Sólo quedaban veinticuatro horas para que el reloj marcase las siete de la tarde del viernes. Cuando salió del agua, sintió cómo Kiko y los gemelos la seguían con la mirada hasta la ducha, y escuchó que cuchicheaban entre ellos. Hasta ese momento no había caído en la cuenta, pero si alguien en este mundo podía conocer la historia de Dafne con el Rata tenían que ser ellos. No cabía la menor dura. Ahora sólo faltaba saber cuál de los tres acudiría a la fuente de la plaza.
Al día siguiente, Paula y su madre volvieron de la playa a la hora de comer y se dirigieron a casa de Teresa. La amistad entre las madres era tan estrecha como la que unía a las hijas. Las cuatro se abrazaron como si en lugar de tres semanas sin verse hubieran pasado tres años.
Tenían tantas cosas que contarse.
El tema que centró la conversación de la comida fue la fiesta que su madre organizó en honor de Paula nada más llegar a la playa, porque también ella «se había hecho mujer», por fin. Una fiesta en la piscina del apartamento, a la que acudieron los amigos con los que compartían las vacaciones desde hacía más de diez veranos.
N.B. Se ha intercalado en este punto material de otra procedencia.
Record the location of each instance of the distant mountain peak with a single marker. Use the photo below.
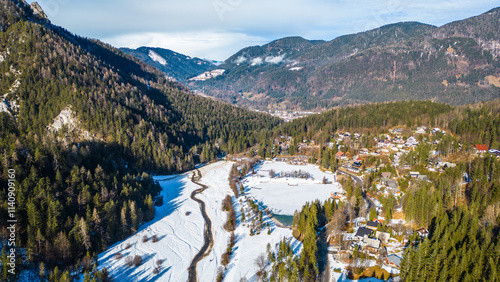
(173, 64)
(38, 11)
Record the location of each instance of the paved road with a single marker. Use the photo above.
(208, 237)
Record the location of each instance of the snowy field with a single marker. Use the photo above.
(180, 237)
(284, 195)
(248, 248)
(179, 227)
(180, 233)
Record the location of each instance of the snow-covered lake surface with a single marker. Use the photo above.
(284, 195)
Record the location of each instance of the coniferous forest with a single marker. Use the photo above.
(80, 189)
(86, 184)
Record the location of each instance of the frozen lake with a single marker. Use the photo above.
(285, 194)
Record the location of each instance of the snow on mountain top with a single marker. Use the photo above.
(157, 58)
(208, 75)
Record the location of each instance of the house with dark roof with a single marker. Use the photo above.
(372, 245)
(393, 184)
(393, 260)
(373, 225)
(363, 231)
(386, 174)
(383, 236)
(423, 232)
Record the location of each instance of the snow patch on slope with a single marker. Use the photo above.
(65, 119)
(208, 75)
(157, 58)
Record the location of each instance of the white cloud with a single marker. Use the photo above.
(218, 28)
(256, 61)
(240, 60)
(274, 60)
(210, 45)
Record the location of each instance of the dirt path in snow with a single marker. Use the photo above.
(207, 235)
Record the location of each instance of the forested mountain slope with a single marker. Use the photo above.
(457, 63)
(173, 64)
(83, 126)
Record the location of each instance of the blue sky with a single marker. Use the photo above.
(216, 29)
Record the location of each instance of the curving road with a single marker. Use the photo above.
(207, 235)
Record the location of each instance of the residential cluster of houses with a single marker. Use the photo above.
(370, 241)
(373, 242)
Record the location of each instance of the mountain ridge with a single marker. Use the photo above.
(408, 60)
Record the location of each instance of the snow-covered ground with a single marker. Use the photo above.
(216, 177)
(157, 58)
(179, 226)
(248, 248)
(285, 195)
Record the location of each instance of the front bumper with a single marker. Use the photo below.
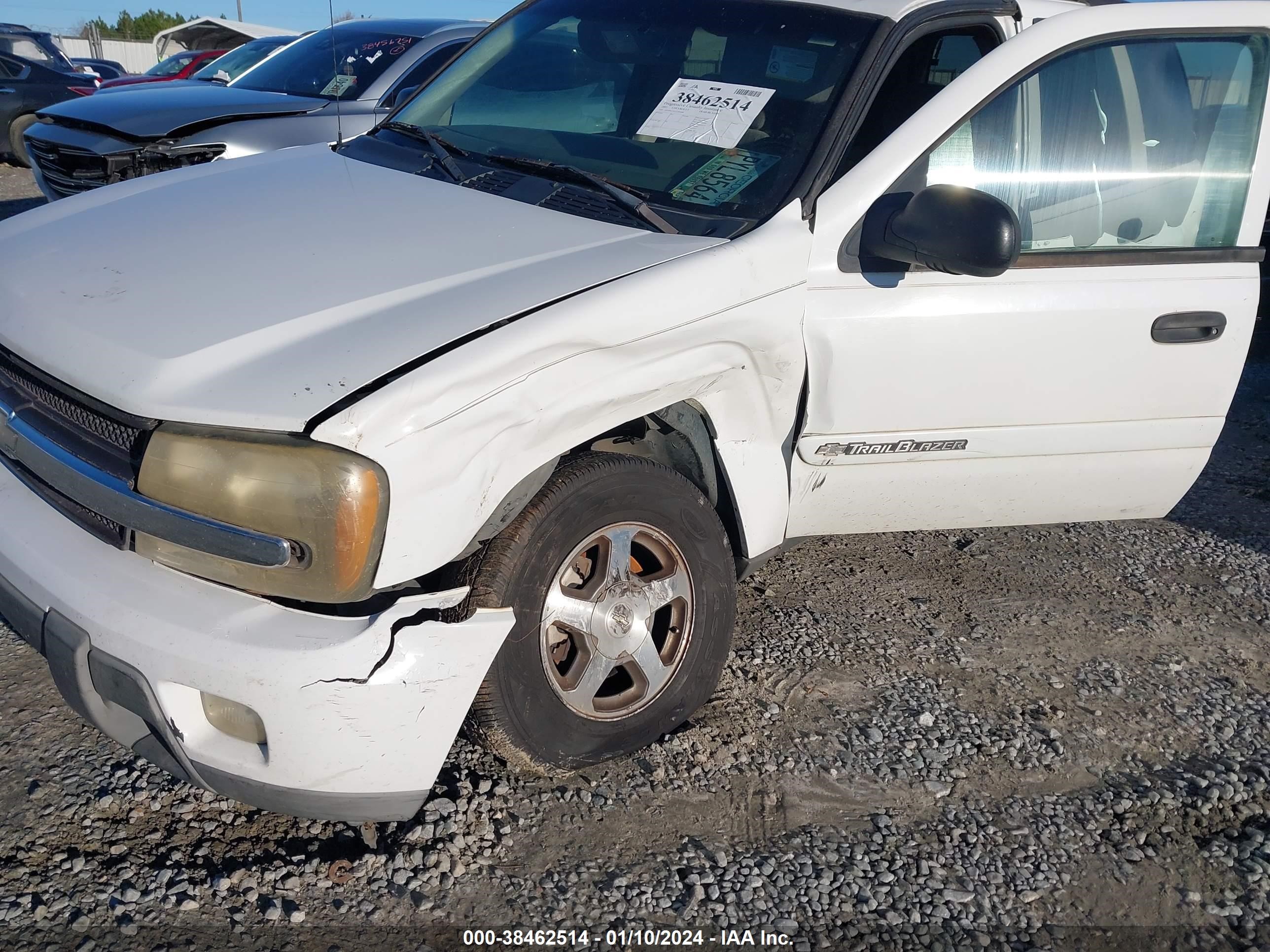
(360, 713)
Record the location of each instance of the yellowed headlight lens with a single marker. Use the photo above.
(333, 503)
(234, 719)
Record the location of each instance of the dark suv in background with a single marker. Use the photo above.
(36, 46)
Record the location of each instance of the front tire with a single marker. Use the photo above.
(17, 146)
(624, 589)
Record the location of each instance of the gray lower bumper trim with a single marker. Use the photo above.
(117, 700)
(23, 616)
(313, 805)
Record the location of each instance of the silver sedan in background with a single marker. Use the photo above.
(341, 80)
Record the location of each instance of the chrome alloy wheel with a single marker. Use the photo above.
(616, 621)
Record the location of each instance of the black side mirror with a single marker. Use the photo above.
(400, 97)
(949, 229)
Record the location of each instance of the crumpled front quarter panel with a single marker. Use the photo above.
(722, 327)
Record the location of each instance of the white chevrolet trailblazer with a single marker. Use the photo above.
(481, 415)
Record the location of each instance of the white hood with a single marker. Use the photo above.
(257, 292)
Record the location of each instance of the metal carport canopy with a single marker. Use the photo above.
(211, 34)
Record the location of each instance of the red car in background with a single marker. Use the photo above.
(176, 67)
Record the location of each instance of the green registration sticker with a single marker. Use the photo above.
(723, 177)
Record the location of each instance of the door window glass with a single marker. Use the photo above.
(920, 73)
(1139, 144)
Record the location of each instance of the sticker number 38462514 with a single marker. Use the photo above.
(723, 177)
(709, 113)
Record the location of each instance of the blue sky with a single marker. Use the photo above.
(290, 14)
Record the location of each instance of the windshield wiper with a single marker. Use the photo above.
(441, 149)
(628, 199)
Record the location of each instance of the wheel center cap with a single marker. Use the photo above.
(620, 618)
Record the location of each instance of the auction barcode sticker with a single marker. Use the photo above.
(704, 112)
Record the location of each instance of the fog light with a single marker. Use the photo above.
(234, 719)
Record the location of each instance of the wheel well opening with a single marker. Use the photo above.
(681, 439)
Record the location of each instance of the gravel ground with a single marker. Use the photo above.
(1023, 738)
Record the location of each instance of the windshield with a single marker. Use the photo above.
(238, 61)
(172, 65)
(710, 107)
(37, 47)
(308, 67)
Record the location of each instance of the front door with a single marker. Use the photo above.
(1093, 378)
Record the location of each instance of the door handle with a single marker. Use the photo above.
(1188, 328)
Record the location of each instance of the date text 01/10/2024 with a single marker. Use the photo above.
(624, 938)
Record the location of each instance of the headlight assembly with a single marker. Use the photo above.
(329, 503)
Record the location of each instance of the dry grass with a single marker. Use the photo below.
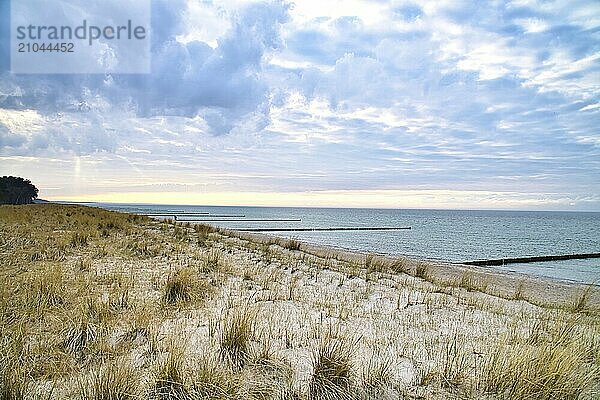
(102, 305)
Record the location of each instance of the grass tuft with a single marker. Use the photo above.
(237, 331)
(111, 381)
(332, 371)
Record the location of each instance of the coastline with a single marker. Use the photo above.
(540, 290)
(97, 299)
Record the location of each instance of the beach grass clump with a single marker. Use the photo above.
(46, 290)
(292, 244)
(581, 302)
(211, 380)
(422, 271)
(184, 286)
(114, 380)
(331, 371)
(377, 375)
(170, 376)
(13, 378)
(79, 238)
(212, 261)
(237, 331)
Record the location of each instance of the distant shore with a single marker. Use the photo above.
(539, 289)
(95, 304)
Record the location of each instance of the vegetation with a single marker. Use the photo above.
(102, 305)
(15, 190)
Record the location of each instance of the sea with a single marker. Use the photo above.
(442, 235)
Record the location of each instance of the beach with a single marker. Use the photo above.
(97, 302)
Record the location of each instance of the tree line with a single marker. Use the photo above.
(16, 190)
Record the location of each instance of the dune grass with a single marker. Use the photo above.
(102, 305)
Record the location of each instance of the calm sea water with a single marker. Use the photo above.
(449, 235)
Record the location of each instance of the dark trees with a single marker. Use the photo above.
(15, 190)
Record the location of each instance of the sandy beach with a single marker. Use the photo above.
(97, 304)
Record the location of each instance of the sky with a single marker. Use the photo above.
(342, 103)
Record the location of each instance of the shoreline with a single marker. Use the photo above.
(100, 300)
(541, 290)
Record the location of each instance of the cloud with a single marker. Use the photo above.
(342, 95)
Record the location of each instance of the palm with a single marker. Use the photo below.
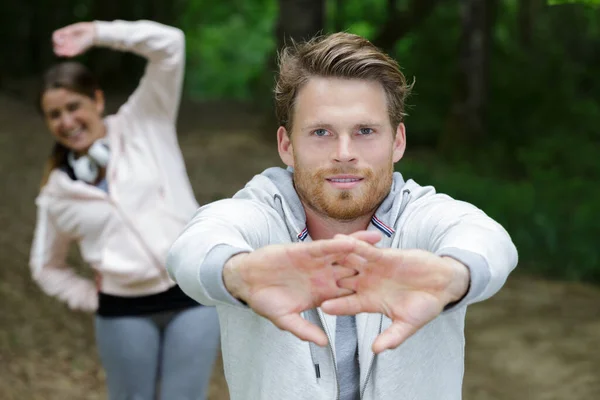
(74, 39)
(285, 280)
(406, 286)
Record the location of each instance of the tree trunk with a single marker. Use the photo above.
(466, 123)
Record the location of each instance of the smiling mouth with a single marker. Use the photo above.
(344, 180)
(73, 133)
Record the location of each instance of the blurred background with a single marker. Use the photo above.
(504, 114)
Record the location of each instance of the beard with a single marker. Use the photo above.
(340, 204)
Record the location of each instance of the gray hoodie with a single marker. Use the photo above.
(263, 362)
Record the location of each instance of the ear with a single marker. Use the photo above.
(284, 146)
(99, 100)
(399, 142)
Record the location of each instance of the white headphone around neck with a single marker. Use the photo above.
(87, 166)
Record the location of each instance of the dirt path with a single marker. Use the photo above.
(535, 340)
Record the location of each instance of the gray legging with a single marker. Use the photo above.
(175, 348)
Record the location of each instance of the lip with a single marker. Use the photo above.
(344, 181)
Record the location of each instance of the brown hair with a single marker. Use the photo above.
(72, 76)
(338, 55)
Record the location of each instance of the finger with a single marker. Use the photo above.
(352, 261)
(322, 248)
(347, 305)
(340, 272)
(393, 336)
(371, 237)
(301, 328)
(349, 283)
(367, 252)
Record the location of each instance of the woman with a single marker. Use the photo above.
(118, 187)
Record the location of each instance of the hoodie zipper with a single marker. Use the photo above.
(371, 364)
(405, 200)
(337, 382)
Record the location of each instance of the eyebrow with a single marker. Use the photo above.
(322, 125)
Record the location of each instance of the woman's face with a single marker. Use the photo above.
(75, 120)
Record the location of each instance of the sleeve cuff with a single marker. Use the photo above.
(479, 271)
(211, 274)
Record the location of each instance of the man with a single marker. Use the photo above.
(335, 278)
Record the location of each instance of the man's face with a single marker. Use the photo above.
(342, 147)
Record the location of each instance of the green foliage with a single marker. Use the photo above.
(588, 2)
(227, 50)
(552, 222)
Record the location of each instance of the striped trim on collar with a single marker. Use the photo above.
(382, 227)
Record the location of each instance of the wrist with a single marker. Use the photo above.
(460, 282)
(232, 277)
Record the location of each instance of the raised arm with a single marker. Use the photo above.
(49, 268)
(159, 91)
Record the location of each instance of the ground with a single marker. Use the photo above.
(535, 340)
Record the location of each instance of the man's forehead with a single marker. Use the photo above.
(334, 101)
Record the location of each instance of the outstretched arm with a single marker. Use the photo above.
(49, 268)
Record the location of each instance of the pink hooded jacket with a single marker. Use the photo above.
(124, 235)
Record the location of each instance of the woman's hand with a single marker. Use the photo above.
(73, 40)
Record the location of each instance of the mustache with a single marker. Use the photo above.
(344, 171)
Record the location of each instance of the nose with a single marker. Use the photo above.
(344, 151)
(67, 121)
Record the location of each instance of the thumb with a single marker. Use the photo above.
(370, 237)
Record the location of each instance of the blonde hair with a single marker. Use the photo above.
(339, 55)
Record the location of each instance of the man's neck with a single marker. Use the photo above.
(323, 227)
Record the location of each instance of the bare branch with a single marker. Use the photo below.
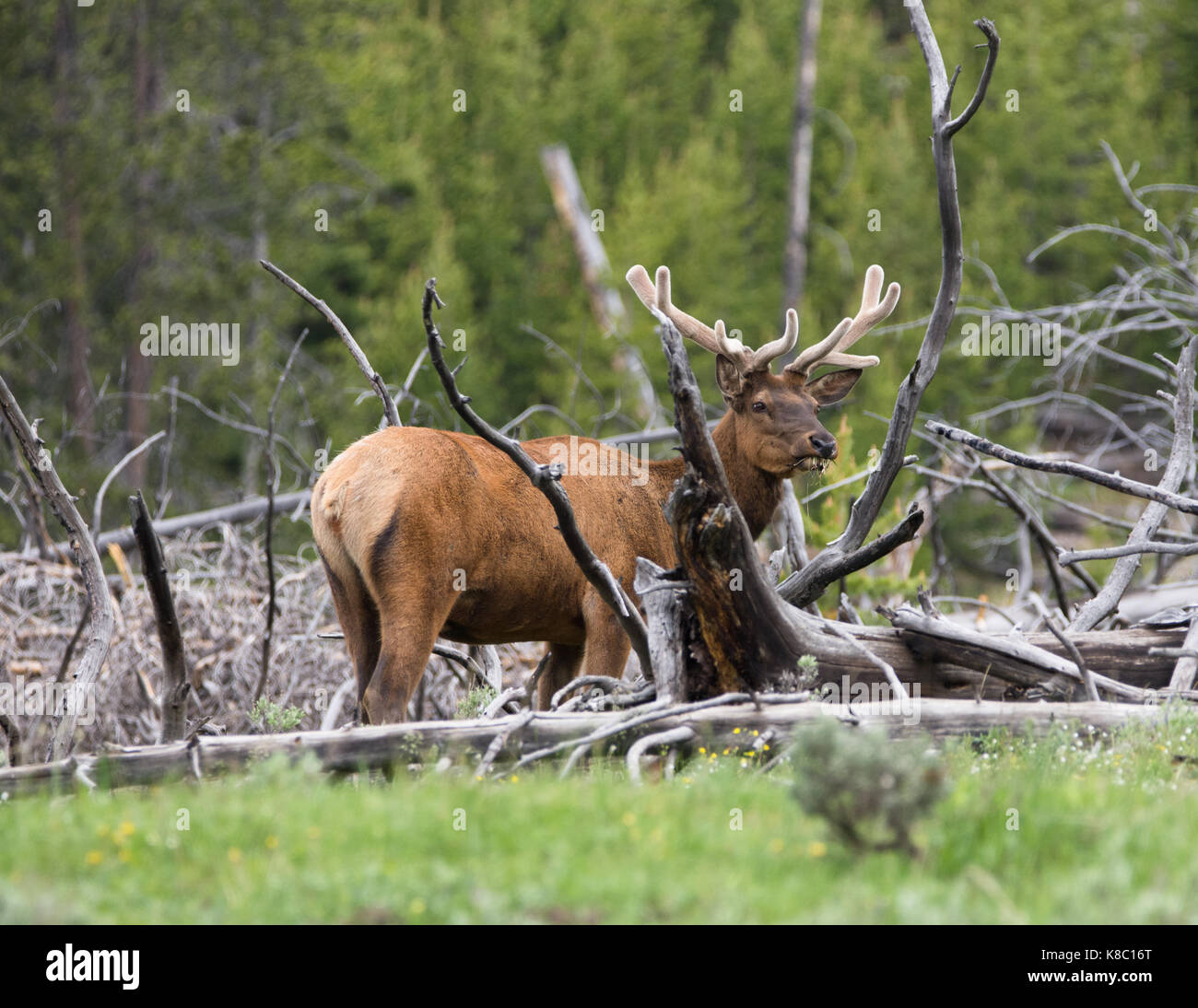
(1110, 481)
(376, 382)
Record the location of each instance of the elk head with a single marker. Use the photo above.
(775, 420)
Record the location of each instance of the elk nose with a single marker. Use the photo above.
(825, 445)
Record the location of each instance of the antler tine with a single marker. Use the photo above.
(657, 296)
(830, 348)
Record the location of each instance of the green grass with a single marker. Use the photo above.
(1105, 835)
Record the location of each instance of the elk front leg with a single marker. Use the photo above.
(607, 645)
(564, 661)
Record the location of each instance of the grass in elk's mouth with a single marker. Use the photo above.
(1067, 828)
(813, 464)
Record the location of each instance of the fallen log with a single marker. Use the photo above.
(388, 746)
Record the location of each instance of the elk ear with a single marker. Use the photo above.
(833, 387)
(730, 380)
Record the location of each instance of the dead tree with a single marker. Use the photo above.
(99, 616)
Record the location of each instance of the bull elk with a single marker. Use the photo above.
(430, 534)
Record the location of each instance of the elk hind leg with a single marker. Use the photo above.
(358, 616)
(407, 637)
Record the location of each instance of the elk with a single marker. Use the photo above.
(427, 533)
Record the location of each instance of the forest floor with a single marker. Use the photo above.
(1103, 833)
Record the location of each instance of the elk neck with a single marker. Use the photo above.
(755, 491)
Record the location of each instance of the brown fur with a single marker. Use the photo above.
(404, 515)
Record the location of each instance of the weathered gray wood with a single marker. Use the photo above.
(391, 744)
(100, 619)
(170, 639)
(847, 553)
(664, 601)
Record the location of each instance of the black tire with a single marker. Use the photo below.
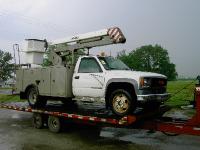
(38, 121)
(54, 124)
(68, 102)
(122, 102)
(34, 99)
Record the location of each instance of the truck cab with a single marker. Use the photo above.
(121, 87)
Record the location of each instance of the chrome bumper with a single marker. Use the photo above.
(153, 97)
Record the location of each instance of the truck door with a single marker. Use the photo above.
(88, 79)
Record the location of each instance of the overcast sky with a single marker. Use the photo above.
(173, 24)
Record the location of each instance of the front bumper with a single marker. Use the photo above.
(153, 97)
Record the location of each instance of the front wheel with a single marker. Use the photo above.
(122, 103)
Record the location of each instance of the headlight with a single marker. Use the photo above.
(145, 82)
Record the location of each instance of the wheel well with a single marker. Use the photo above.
(119, 85)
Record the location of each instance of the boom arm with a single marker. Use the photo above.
(63, 47)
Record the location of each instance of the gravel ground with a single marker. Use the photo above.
(17, 133)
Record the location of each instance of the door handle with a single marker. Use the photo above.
(76, 77)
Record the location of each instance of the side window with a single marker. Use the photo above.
(89, 65)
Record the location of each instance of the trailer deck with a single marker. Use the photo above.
(98, 115)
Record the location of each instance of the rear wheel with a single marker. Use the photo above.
(33, 98)
(54, 124)
(38, 121)
(122, 103)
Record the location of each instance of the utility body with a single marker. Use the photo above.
(72, 75)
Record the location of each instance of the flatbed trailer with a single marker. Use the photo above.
(53, 115)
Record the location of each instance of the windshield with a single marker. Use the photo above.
(111, 63)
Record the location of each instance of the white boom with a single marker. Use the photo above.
(114, 34)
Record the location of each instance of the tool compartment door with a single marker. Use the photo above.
(58, 77)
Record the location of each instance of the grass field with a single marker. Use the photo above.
(181, 98)
(181, 92)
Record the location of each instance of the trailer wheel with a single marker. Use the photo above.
(122, 103)
(33, 98)
(54, 124)
(38, 121)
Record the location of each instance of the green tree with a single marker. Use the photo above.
(6, 68)
(150, 58)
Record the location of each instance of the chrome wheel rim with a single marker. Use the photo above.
(55, 124)
(120, 103)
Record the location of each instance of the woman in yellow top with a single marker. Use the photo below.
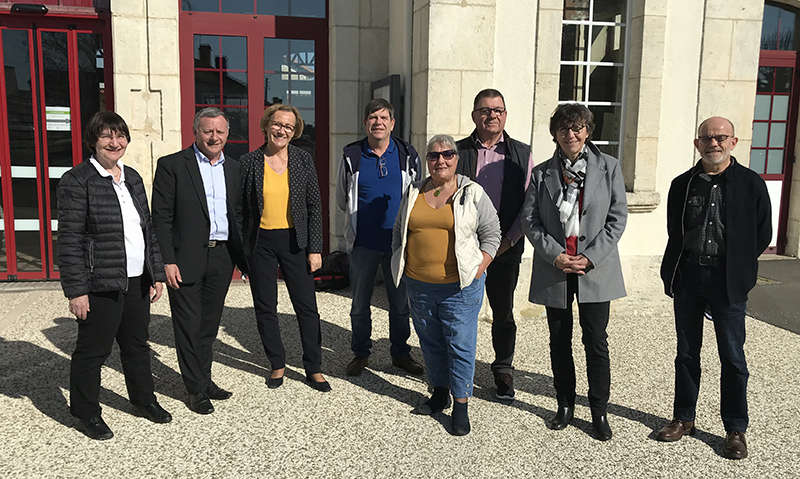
(445, 235)
(282, 226)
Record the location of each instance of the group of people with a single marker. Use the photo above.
(440, 241)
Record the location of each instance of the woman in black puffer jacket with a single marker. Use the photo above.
(111, 270)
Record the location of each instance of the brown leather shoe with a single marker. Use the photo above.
(356, 366)
(407, 364)
(675, 430)
(735, 445)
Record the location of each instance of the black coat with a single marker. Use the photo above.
(91, 240)
(181, 218)
(304, 198)
(748, 223)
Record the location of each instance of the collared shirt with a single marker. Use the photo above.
(131, 221)
(380, 182)
(489, 171)
(704, 222)
(216, 194)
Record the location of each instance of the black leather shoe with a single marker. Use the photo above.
(215, 392)
(562, 418)
(96, 429)
(274, 383)
(407, 364)
(153, 412)
(200, 403)
(601, 427)
(735, 445)
(321, 386)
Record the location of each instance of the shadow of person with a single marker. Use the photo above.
(42, 376)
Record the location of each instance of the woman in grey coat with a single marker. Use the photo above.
(574, 214)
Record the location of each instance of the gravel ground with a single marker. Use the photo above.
(363, 428)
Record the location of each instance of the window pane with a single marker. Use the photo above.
(238, 6)
(608, 44)
(766, 79)
(760, 135)
(576, 10)
(762, 107)
(574, 42)
(777, 135)
(774, 162)
(758, 161)
(606, 123)
(200, 5)
(609, 11)
(605, 84)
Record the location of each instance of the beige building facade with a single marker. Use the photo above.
(650, 69)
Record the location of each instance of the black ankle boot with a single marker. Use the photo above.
(439, 401)
(460, 419)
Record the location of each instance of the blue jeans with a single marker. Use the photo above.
(364, 264)
(446, 320)
(701, 286)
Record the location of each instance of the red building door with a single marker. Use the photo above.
(54, 81)
(246, 55)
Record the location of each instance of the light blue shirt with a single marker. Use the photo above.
(216, 194)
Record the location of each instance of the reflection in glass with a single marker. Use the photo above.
(760, 134)
(574, 42)
(762, 107)
(780, 107)
(777, 135)
(774, 162)
(758, 161)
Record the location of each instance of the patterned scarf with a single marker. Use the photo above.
(574, 176)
A Paula se la veía feliz. Había crecido por lo menos cinco centímetros, y el pecho se le había desarrollado tal y como ella había deseado desde que cumplió los once años, cuando comenzó a desfilar ante ella el rosario de amigas a las que les iba llegando el periodo.
—¡Ya tengo la talla ochenta y cinco, prima!
Parecía imposible que sólo hubieran pasado tres semanas. No sólo por lo que le había aumentado la talla del sujetador, sino porque toda ella se había transformado. Incluso la cara parecía distinta, más hecha, con los pómulos más marcados y los labios más gruesos. Se había comprado unos pendientes de aro y había aprendido a maquillarse como las niñas del grupo de mayores. Se perfilaba los ojos exageradamente con un lápiz negro y se pintaba las uñas y los labios de rojo, como ellas.
En el pueblo de sus madres solían utilizar una expresión para los bebés que engordaban y crecían muy deprisa, que utilizaba la madre de Paula cada vez que su hija la sorprendía de un día para otro con su estatura, como si hubiera crecido en una noche lo que tenía que haber crecido en varios meses.
—¡Pero cómo has esponjado, hija mía! Si me parece mentira.
Eso mismo fue lo que dijo nada más entrar en casa de Dafne, al comprobar que, en aquellas tres semanas, su sobrina había sufrido la misma transformación que su hija. La madre de Dafne lazó una carcajada y comenzó a repetirle a Paula la misma frase.